Much to their frustration, Nield and Sid didn’t see anything for much of their first day back in the woods. As the afternoon wore on, Sid recommended Nield go glass into the bottom of a nearby canyon. Nield’s binoculars landed on antlers poking up.
“I saw a tip of a horn under a tree, not knowing it was the buck I’d been hunting,” Nield says. “But I decided there was nothing I could really do other than just make a stalk on this buck and get close enough to where I could figure out what buck it was and go from there.”
Nield spent an hour sneaking up on the unidentified buck while his dad watched everything unfold from above. Eventually Nield got close enough to realize it was the same wily target buck from opening week, bedded under a tree. He let a perfect 20-yard shot fly and killed the buck instantly. Instead of approaching the deer, he turned around and backtracked 340 yards to grab his dad first so they could approach the deer together. They rough-scored him around 190 inches and measured 46 inches of mass.
“[His reaction] was just tears of joy. He knew how bad and how devastating it was to miss. I haven’t missed a lot in my life, so it was a tough situation. And he said he was probably more nervous watching me do this than I was because he wanted me to get this buck so bad, probably even more than I did,” Nield says. “That’s kind of the relationship I have with my dad.”
And even though his nephews weren’t with him, Nield says he’s glad they witnessed him miss his first shot because it created a better learning opportunity for the young hunters.
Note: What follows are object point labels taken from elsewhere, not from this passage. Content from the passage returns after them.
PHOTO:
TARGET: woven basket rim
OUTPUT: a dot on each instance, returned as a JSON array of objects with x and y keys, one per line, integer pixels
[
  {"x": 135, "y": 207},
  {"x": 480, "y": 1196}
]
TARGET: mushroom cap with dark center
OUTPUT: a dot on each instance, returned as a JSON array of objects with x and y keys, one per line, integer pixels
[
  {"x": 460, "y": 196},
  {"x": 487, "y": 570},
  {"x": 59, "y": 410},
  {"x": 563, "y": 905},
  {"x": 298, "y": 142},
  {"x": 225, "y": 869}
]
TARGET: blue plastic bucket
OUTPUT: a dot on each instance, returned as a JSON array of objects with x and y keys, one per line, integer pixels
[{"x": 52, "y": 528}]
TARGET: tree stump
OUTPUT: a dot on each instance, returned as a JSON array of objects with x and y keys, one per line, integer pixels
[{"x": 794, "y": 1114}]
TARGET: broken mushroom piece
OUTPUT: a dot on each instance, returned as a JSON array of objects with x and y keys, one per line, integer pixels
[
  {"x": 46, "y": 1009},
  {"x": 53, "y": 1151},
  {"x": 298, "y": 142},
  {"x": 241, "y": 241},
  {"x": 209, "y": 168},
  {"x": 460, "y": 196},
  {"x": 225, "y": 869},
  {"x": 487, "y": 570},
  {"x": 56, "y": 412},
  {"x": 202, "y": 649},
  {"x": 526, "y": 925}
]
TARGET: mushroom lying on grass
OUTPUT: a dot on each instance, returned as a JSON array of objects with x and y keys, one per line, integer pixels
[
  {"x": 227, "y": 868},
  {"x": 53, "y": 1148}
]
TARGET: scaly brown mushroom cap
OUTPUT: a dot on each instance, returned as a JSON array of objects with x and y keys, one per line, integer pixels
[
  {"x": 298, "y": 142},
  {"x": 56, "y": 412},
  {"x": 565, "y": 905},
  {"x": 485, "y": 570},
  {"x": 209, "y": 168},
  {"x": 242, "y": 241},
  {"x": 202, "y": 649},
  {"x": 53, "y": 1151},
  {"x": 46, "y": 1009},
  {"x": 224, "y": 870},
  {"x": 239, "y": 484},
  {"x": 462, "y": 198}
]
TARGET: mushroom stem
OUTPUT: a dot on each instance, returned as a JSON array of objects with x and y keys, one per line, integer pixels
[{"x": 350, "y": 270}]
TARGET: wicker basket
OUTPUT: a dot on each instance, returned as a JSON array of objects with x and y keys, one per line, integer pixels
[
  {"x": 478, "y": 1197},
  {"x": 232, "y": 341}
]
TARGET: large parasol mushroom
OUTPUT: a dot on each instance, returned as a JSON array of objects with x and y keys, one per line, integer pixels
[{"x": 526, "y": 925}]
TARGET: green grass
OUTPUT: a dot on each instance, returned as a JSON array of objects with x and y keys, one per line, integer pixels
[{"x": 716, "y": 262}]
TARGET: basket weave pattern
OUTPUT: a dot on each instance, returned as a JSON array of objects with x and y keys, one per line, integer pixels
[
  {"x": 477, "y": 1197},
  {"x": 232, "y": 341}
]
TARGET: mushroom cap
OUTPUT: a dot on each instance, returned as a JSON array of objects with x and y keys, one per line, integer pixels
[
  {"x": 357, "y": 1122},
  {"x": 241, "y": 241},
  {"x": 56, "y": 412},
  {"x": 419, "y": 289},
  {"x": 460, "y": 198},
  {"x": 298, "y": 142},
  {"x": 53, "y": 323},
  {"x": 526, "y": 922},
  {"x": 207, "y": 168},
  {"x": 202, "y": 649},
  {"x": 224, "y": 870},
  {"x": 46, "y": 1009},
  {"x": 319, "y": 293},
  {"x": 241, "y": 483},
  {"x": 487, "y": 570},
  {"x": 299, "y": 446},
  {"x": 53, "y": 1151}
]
“They got to see the highest of highs and the lowest of lows. Now that it’s come full circle, there’s a lot of stuff they could pull from this [experience]. You can’t hang your head, you have to keep going. Especially since I did touch the buck on my first shot. I wasn’t gonna shoot anything other than that buck because that was my mistake,” Nield says. “I wouldn’t have it any other way now that we found him and got him.”